A oferta de Davi
A oferta de Davi
“O ouro e a prata particulares que tenho dou para o templo de meu Deus”
(1 Crônicas 29.3)
A Bíblia fala sobre a oferta de Davi. O primeiro livro de Crônicas 29 descreve um momento marcante no qual o rei Davi reuniu o povo e os líderes de Israel para contribuir voluntariamente na preparação da construção de um templo, que seria construído por seu filho Salomão. O capítulo fala sobre ofertas voluntárias, louvor a Deus e a transferência de liderança. Neste post, extraímos três lições espirituais relevantes para os dias atuais.
1. As ofertas do povo de Deus devem ter um objetivo bem específico: “E deram para o serviço da Casa de Deus...” (1 Crônicas 29.7). Em outras palavras, o crente deve saber ‘para que’ está ofertando em sua igreja, e esse esclarecimento deve vir das lideranças que devem tornar conhecidas da comunidade cristã as despesas e compromissos que a igreja tem no seu dia a dia, tanto relativos ao funcionamento do templo, como também em relação a salários de lideranças, gastos com obras sociais, evangelização, missões, aquisições, etc. Assim, fugir a esse padrão bíblico abre margem para desmotivação e suspeitas, gerando desconfiança no seio da comunidade cristã.

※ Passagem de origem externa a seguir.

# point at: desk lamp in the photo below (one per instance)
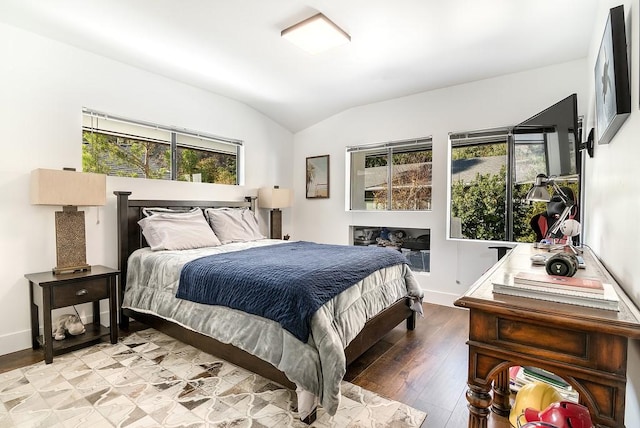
(274, 198)
(69, 189)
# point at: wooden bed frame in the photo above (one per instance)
(130, 239)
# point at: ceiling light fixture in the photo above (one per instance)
(316, 34)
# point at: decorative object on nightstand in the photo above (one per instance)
(274, 198)
(48, 291)
(69, 189)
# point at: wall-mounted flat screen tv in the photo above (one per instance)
(547, 143)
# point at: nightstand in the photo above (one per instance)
(48, 291)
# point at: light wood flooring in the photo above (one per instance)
(425, 368)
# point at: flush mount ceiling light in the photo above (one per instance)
(316, 34)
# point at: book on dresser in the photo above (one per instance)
(505, 284)
(587, 285)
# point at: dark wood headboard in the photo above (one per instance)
(130, 238)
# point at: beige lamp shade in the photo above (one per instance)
(60, 187)
(69, 189)
(274, 197)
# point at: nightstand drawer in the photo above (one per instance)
(80, 292)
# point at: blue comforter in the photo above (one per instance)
(286, 283)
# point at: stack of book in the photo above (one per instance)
(575, 291)
(520, 376)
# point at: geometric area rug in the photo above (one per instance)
(149, 379)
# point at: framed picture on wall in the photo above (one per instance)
(318, 177)
(613, 97)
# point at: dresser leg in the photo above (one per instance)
(501, 394)
(479, 402)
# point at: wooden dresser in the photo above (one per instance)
(587, 347)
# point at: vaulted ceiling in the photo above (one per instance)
(233, 47)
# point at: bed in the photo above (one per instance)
(313, 368)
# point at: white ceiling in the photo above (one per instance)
(233, 47)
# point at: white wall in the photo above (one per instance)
(44, 85)
(491, 103)
(611, 177)
(612, 192)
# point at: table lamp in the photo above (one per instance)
(69, 189)
(274, 198)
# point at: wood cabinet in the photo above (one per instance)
(587, 347)
(48, 291)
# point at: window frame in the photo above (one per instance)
(170, 135)
(387, 149)
(492, 136)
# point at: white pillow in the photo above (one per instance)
(178, 231)
(233, 224)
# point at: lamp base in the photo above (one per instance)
(276, 224)
(70, 269)
(71, 253)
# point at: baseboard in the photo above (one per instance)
(440, 298)
(21, 340)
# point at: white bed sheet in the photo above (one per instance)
(317, 366)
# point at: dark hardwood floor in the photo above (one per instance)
(425, 368)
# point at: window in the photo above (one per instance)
(486, 202)
(127, 148)
(391, 176)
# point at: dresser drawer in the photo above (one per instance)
(79, 292)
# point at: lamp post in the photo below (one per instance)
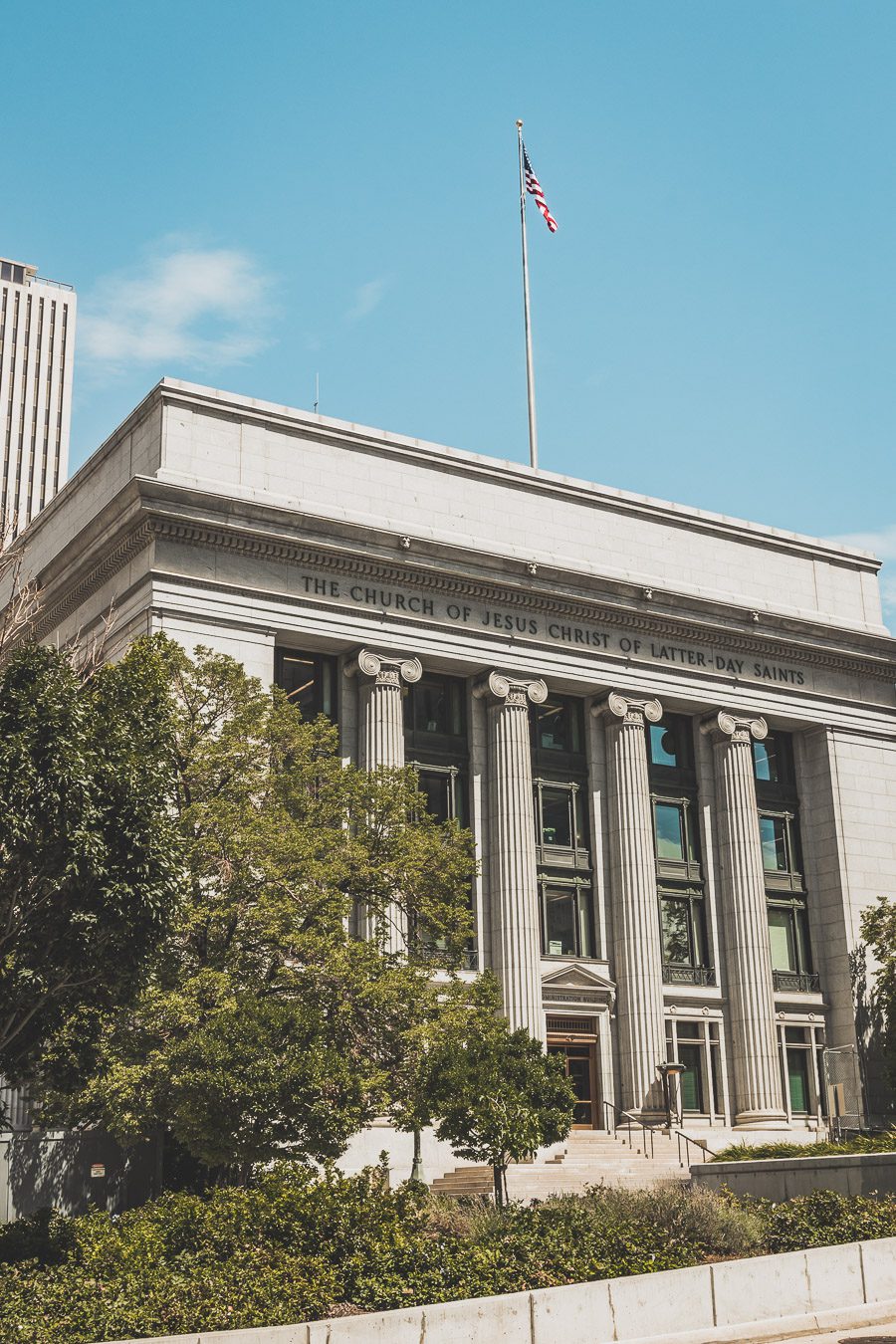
(670, 1070)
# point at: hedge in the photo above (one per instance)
(300, 1246)
(757, 1152)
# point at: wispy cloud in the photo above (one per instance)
(185, 306)
(367, 298)
(883, 545)
(881, 542)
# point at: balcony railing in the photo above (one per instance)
(796, 982)
(688, 975)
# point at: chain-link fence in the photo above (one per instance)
(844, 1089)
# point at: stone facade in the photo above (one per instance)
(264, 531)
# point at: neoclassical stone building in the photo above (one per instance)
(672, 733)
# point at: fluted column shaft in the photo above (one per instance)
(381, 737)
(635, 910)
(516, 934)
(751, 1001)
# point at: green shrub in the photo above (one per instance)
(823, 1218)
(757, 1152)
(300, 1242)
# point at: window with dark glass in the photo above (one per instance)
(781, 849)
(435, 746)
(560, 783)
(676, 832)
(445, 790)
(567, 918)
(310, 682)
(557, 726)
(435, 715)
(696, 1089)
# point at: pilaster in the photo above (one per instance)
(380, 733)
(635, 913)
(751, 1001)
(516, 934)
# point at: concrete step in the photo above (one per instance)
(587, 1159)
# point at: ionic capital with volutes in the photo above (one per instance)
(511, 691)
(735, 728)
(627, 709)
(384, 668)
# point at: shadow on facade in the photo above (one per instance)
(871, 1033)
(54, 1171)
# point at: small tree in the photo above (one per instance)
(89, 852)
(879, 930)
(446, 1016)
(499, 1095)
(268, 1027)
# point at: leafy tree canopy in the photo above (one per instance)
(269, 1027)
(89, 849)
(499, 1095)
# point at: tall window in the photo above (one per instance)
(696, 1045)
(676, 833)
(560, 782)
(310, 682)
(782, 863)
(435, 745)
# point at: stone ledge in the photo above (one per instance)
(723, 1298)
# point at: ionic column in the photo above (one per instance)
(516, 934)
(635, 910)
(381, 738)
(751, 1001)
(381, 717)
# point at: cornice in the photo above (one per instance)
(439, 457)
(533, 599)
(114, 558)
(158, 514)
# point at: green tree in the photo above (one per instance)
(499, 1095)
(268, 1027)
(449, 1013)
(879, 932)
(89, 852)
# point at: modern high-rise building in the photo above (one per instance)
(37, 351)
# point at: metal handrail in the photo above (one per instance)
(693, 1143)
(631, 1120)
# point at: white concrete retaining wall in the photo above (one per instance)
(735, 1301)
(786, 1178)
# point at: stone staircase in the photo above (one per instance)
(588, 1158)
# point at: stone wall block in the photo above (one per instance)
(635, 913)
(758, 1095)
(516, 934)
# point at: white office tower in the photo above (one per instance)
(37, 351)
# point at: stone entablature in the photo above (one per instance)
(246, 567)
(320, 468)
(158, 526)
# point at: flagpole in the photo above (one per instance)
(530, 373)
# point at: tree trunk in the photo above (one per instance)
(416, 1167)
(497, 1178)
(158, 1164)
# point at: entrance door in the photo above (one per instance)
(579, 1062)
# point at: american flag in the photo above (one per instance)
(534, 187)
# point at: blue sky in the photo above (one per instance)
(250, 195)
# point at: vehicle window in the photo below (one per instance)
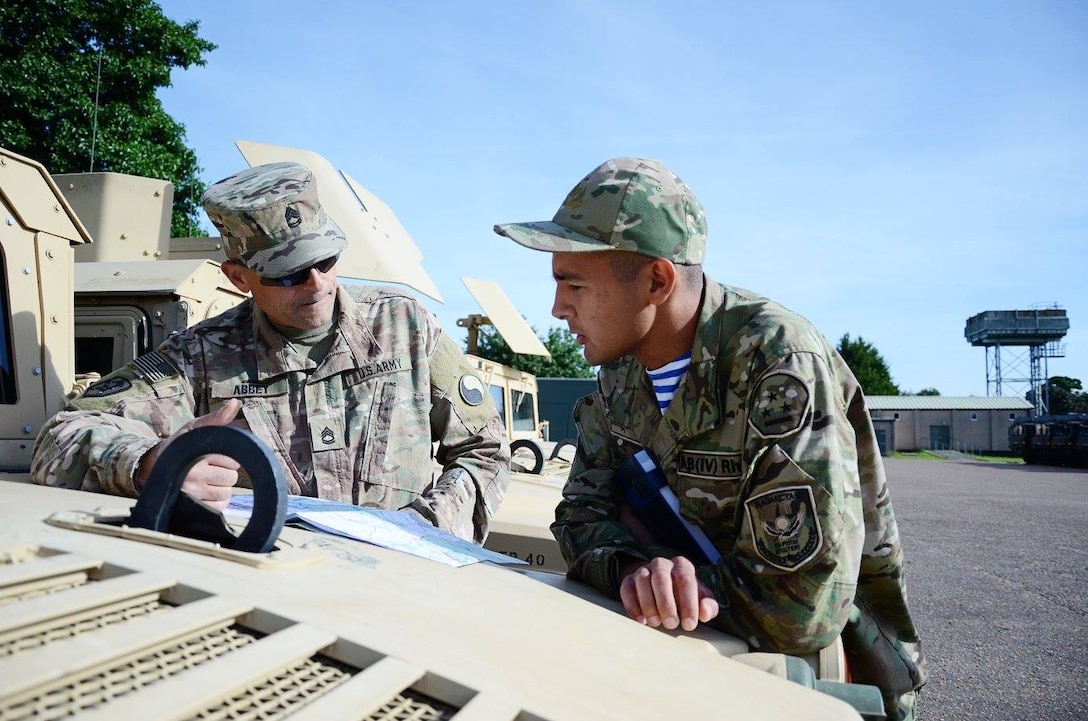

Lembremo-nos de que esse mesmo princípio era praticado pelos crentes do primeiro século (Atos 4.32-37; 1 Coríntio 8.1-4).
2. As ofertas do povo de Deus têm um caráter voluntário e deve ser uma expressão de alegria por parte de quem contribui, e não um fardo pesado, gerador de tristezas: “O povo se alegrou com tudo o que se fez voluntariamente, porque de coração íntegro fizeram ofertas voluntárias ao Senhor” (1 Crônicas 29.9). O caráter voluntário das ofertas proíbe qualquer liderança de estabelecer um valor para as contribuições, visto que o contribuinte deve ofertar como propôs em seu coração, sabendo que “Deus ama a quem dar com alegria” (2 Coríntios 9.7). Do mesmo modo, quem, por algum motivo, não contribui, não pode ser julgado ou condenado pelos demais, mas incentivado a contribuir como demonstração da graça de Deus, por sermos administradores dos recursos que ele nos deu. Sendo assim, a contribuição voluntária deve ser uma expressão de um coração alegra e grato ao Senhor, por compreender que tudo que temos vem dele e que devemos estar prontos para lhe servir (1 Crônicas 29.11,12).
3. As ofertas do povo de Deus devem ser destinadas ao serviço da obra de Deus, como já dissemos acima (1 Crônicas 29.7) e promover a sua glória. Nenhuma liderança deve usá-las para fins pessoais ou outro que não seja a promoção do reino. Infelizmente, o que presenciamos atualmente são lideranças que fazem uso da contribuição do povo de Deus para fins pessoais e ostentação: compra de jato particular, roupas e relógios de luxo, uso de carro brindado, aquisição de mansões e fazendas que, geralmente, estão em nome de familiares para não serem notados. Dessa forma, essa conduta mesquinha e avarenta presente no modus vivendi de muitos líderes da atualidade vão de encontro aos princípios bíblicos e são uma afronta ao Senhor, a quem um dia eles irão prestar contas de sua conduta avarenta: “E por avareza farão de vós negócio com palavras fingidas; sobre os quais já de largo tempo não será tardia a sentença, e a sua perdição não dormita” (2 Pedro 2.3).
Portanto, esse evento bíblico nos faz compreender que ofertar para a obra de Deus é um privilégio enorme, e que tal atitude deve ser movida por amor, alegria e voluntariedade. As lideranças, por sua vez, devem administras as contribuições de forma honrosa, promovendo a glória de Deus, não suas vidas pessoais ou de seus familiares. A Bíblia fala!